What I really fail to understand is that someone in government hasn't asked whether it would make more sense for her to stay at home and care for her own children. At a push perhaps there could be some increase in child benefit - would this work out cheaper than supplementing people's childcare costs?
Perhaps I'm just very naive?
(ps. I've moved my blog: http://hearthandhomeeducation.co.uk)
I find it astounding that a mother of 5 would think she needed a childcare qualification.
Arghhh!
ruth, of course it's so that she can get Paid Employment because, of course, no-one can get jobs without Qualifications... the fact that she very clearly was employed, though unpaid, due to having 5 children, just bypasses people's brains. 'Hidebound' springs to mind.
jumps out at me that my verification doofer starts with 'PMT'
Must update my blogroll! Got lots out out-of-date ones on there and needing to add new ones too..
Yeah the thing that made me wonder was that they've so totally lost it at No.10 that they didn't even see the irony in a mother-of-5 needing a childcare qualification. (Or have they...? ^^)
My logic went like this: she needs a childcare qualification to teach her how to take care of nursery children, which means she was presumably deemed incapable without it of taking care of any children, which would of course have to include her own - so were they removed for their own safety into the hands of a *qualified* person, or what?
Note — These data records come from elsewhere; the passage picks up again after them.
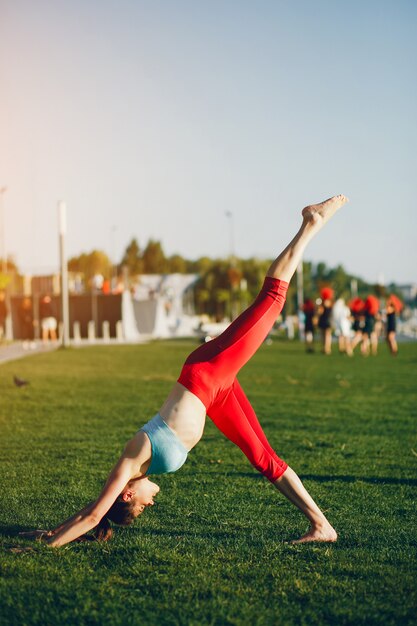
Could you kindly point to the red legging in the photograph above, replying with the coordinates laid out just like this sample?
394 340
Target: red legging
210 373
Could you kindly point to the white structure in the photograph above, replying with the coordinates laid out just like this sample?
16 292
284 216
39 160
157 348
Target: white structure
158 305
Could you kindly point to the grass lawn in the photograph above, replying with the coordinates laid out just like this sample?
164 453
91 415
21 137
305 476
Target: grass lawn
213 550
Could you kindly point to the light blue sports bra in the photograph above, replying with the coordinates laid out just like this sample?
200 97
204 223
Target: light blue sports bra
168 453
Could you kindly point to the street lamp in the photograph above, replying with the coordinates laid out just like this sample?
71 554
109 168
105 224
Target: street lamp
62 218
229 215
3 235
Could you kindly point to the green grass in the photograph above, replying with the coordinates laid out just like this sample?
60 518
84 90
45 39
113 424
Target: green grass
213 550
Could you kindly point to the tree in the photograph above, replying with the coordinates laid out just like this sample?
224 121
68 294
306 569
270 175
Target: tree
154 261
95 262
176 265
132 258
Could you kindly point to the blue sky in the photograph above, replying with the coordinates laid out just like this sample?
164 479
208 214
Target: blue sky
152 119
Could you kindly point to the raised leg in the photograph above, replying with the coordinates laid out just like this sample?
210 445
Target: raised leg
314 218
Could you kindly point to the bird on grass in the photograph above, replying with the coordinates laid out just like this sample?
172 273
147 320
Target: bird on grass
19 382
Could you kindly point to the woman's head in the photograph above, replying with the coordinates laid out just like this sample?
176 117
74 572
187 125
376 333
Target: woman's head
135 497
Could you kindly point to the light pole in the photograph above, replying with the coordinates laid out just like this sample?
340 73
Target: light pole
229 215
113 259
3 232
62 214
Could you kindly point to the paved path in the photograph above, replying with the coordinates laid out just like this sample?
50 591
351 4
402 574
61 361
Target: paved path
15 350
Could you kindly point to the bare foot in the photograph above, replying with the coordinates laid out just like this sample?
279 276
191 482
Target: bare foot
324 534
320 213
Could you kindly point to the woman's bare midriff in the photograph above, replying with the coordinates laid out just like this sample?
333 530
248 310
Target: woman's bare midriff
185 414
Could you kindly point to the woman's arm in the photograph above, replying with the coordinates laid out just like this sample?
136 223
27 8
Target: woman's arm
88 518
43 533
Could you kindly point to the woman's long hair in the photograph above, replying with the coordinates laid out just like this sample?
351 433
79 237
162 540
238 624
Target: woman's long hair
121 513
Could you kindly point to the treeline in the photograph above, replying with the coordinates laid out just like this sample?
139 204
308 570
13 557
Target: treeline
225 286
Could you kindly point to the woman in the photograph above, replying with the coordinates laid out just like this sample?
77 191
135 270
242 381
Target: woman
208 385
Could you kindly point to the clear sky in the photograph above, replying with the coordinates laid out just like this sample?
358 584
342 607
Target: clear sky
154 118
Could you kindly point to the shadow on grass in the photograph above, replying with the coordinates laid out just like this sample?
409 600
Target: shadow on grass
373 480
12 530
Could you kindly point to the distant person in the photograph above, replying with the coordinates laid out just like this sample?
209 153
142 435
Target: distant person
394 306
357 308
343 326
25 314
3 315
309 311
370 338
325 319
49 323
208 385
Gah, I don't like where this is going at all.
um, can I be a sole voice for the possible pertinence of *some* enquiry into ppl's childcare skills before they start looking after other ppls? Not that it's necessary to actually go and study in all cases, but surely a small amount of investigation would be reasonable?
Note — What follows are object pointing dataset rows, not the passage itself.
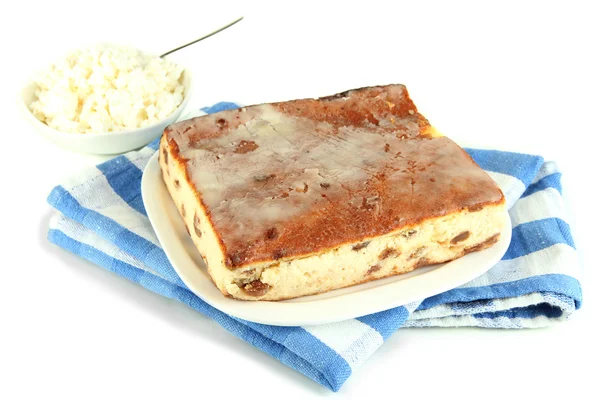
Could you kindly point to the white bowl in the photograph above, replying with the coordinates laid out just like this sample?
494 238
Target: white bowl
107 142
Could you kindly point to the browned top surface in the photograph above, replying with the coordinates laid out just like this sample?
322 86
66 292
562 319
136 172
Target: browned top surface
295 178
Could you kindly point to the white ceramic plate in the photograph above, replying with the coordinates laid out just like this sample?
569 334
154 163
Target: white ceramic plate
337 305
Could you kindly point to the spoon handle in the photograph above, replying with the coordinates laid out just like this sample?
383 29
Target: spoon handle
203 37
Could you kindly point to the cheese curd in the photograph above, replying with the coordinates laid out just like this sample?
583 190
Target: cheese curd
107 89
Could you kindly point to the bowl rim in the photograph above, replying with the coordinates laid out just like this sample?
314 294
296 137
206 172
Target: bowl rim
188 85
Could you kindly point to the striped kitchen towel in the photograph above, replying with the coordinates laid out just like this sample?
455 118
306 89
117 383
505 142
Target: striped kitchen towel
101 217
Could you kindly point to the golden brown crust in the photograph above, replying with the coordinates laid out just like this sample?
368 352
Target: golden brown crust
423 177
418 263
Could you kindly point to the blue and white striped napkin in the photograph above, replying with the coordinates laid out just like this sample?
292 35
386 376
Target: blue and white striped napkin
100 217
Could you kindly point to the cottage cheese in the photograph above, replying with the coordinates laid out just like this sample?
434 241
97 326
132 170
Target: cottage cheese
107 89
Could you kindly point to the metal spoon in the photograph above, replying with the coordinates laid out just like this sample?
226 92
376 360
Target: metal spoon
203 37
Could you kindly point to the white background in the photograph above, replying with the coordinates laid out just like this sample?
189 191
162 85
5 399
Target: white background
520 76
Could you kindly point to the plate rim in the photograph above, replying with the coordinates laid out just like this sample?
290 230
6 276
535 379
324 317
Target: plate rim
283 313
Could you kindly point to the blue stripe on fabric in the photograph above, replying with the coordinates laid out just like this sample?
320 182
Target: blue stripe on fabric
532 311
537 235
140 248
168 289
522 166
386 322
126 180
222 106
556 283
550 181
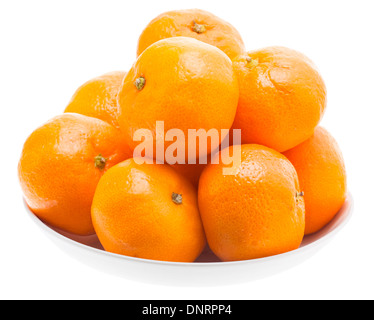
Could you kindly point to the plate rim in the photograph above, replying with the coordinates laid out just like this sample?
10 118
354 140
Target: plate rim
350 206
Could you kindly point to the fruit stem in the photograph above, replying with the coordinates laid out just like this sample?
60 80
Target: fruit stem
198 28
140 83
177 198
100 162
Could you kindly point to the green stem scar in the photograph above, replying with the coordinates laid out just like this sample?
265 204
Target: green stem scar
140 83
251 63
100 162
299 194
177 198
198 28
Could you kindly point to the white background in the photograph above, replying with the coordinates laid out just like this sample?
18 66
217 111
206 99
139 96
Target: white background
49 48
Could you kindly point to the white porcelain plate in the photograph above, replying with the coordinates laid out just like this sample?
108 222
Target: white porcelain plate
206 271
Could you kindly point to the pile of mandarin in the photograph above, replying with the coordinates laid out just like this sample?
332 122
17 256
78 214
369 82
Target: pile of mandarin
79 174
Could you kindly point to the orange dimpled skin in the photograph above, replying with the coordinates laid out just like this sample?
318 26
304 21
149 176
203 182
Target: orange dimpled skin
198 24
320 166
98 98
60 166
183 82
282 97
256 212
148 211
For example, some time this week in the news I read about a couple of women getting their toddlers to fight. Don't know how many children they have, but according to some of the logic expressed here, because they have children you would assume they were fit to look after other ppls?
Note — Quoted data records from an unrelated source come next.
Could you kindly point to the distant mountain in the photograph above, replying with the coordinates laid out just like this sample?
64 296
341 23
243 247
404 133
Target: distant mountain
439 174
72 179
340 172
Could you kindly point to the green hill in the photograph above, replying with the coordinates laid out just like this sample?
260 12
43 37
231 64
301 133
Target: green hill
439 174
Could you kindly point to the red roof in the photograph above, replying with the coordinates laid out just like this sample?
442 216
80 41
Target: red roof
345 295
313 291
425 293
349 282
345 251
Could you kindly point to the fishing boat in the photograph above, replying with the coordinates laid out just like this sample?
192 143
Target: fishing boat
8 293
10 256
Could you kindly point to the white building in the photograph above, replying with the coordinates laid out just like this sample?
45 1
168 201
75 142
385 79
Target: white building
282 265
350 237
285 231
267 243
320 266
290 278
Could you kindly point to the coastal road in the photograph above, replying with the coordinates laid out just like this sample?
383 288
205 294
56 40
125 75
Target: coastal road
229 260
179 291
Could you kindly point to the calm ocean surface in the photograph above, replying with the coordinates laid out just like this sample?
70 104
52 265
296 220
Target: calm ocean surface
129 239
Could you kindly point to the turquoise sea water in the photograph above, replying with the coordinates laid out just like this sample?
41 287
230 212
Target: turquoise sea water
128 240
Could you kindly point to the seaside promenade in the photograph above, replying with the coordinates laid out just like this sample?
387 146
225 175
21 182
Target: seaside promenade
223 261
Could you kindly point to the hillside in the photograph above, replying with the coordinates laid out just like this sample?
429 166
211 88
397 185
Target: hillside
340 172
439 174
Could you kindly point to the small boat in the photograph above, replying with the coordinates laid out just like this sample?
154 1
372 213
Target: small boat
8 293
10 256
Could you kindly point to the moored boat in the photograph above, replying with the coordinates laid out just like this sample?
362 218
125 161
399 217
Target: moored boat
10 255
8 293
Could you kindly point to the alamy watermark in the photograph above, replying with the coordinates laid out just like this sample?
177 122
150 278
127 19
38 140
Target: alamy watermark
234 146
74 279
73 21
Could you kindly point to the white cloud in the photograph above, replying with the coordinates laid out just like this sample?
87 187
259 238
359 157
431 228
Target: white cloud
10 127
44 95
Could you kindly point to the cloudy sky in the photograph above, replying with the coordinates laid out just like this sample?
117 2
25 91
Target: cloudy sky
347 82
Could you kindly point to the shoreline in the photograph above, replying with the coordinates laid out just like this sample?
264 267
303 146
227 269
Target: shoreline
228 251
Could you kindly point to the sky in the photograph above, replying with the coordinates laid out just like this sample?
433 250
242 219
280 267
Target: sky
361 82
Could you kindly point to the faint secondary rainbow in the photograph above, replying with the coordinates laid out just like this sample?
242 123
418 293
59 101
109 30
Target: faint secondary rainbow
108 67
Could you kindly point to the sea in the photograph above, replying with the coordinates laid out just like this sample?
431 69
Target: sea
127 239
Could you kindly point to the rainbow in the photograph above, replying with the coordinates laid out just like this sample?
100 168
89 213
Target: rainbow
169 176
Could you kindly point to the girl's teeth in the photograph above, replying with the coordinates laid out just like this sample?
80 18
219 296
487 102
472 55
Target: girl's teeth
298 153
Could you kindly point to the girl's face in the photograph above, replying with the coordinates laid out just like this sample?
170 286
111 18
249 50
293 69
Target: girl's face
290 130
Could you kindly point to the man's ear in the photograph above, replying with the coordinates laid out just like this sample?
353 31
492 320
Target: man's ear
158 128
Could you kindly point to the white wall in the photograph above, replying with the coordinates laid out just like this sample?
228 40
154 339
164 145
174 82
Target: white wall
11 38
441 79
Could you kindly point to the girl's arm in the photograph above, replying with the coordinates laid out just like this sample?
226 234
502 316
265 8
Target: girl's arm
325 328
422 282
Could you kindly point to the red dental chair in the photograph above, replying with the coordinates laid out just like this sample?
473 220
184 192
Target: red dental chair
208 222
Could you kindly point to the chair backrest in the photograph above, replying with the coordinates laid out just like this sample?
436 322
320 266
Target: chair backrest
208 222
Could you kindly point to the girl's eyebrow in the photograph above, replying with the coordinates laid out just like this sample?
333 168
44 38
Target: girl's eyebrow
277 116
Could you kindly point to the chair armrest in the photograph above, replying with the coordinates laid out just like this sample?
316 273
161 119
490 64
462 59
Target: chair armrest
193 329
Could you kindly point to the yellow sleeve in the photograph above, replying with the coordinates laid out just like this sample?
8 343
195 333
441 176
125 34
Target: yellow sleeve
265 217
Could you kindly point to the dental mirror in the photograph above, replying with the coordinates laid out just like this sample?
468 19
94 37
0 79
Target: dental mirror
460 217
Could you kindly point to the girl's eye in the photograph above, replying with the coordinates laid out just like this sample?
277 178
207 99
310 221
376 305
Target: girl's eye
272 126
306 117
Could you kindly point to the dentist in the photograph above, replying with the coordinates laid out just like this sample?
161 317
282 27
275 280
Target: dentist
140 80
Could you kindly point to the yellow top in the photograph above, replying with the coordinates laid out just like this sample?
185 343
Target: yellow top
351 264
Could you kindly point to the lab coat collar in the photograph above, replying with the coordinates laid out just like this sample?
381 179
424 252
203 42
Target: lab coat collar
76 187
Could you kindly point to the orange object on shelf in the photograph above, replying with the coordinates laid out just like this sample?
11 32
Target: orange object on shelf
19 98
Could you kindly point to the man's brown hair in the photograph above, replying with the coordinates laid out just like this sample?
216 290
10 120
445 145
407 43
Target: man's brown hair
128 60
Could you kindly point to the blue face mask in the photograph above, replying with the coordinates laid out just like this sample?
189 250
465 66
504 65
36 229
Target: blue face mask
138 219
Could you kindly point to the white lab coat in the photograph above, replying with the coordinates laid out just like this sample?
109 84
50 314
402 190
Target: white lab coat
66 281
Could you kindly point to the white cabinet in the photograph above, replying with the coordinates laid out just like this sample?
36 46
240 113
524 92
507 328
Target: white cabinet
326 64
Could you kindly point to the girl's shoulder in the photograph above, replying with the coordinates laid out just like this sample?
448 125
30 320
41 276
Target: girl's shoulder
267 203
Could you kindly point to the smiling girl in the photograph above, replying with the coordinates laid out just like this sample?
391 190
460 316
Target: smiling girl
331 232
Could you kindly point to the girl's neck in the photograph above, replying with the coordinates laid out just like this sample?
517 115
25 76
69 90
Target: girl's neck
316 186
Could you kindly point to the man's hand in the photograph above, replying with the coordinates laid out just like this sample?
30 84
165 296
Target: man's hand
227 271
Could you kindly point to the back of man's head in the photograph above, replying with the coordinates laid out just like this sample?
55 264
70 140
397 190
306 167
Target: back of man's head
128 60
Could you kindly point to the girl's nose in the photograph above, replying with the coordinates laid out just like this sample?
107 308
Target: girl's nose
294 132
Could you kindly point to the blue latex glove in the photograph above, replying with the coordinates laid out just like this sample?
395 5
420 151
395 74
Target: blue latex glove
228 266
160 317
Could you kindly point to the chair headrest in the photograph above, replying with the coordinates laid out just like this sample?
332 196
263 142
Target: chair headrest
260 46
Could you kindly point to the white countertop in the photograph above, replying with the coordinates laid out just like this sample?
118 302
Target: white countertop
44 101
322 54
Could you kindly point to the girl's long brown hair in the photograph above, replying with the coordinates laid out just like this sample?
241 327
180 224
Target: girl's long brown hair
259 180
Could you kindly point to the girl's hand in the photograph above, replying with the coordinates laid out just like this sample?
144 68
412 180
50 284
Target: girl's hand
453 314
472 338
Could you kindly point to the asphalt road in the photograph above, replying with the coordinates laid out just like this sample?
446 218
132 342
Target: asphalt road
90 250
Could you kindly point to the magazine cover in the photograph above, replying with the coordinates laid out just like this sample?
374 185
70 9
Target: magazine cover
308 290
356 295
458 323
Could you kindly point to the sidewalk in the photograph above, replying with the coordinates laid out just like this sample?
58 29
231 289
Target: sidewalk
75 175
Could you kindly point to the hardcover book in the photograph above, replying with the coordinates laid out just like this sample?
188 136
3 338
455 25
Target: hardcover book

I just keep thinking that there has to be a middle way.
I agree Jax, the fact a person has their own children wouldn't automatically convince me that I trusted them to care for mine, but then nor would the fact that they had a govt-sponsored childcare qualification. I'd want to spend some time getting to know the person, and even spend some time with the person and my child to see how they got along. I'd go further actually and say that I'd want to actually *know* the person before I gave them my child to look after, but I'm aware this is becoming increasingly difficult with the breakdown of longstanding communities.
But this is a deliberate development to make us more dependant on government. Remember the Rowntree studies on social bonds needing to be weakened in order to strengthen social bridges? We're seeing that policy being rolled out now, with the hard push towards govt-sponsored childcare programmes - hence the PM 'dropping into tea' and plugging it on the No10 website.
AND I see the logical next step of this kind of thinking. The term 'parenting' is already being widely substituted for the term 'childcare', rendering the bloodlink between child and parent ('carer') to be increasingly less important.
There are already calls for compulsory parenting classes, and I wouldn't be at all surprised if this isn't a creep towards some kind of parenting qualification, without which people won't be allowed to keep their own children - at least not without close supervision.
Sounds mad now but just wait a few years: a few more increments and people will be discussing it seriously.
State -v- family: it's the next incursion. You can't have strong states and strong families, which is why govts continually seek to weaken the family unit with the aim of eradicating it completely.
Sorry to be a prophet of doom, but it's the way I see it, and the only hope we have of preventing it is to be aware that it's happening instead of sleepwalking our rights away, as we've done with so many other things - education laws, adoption laws etc.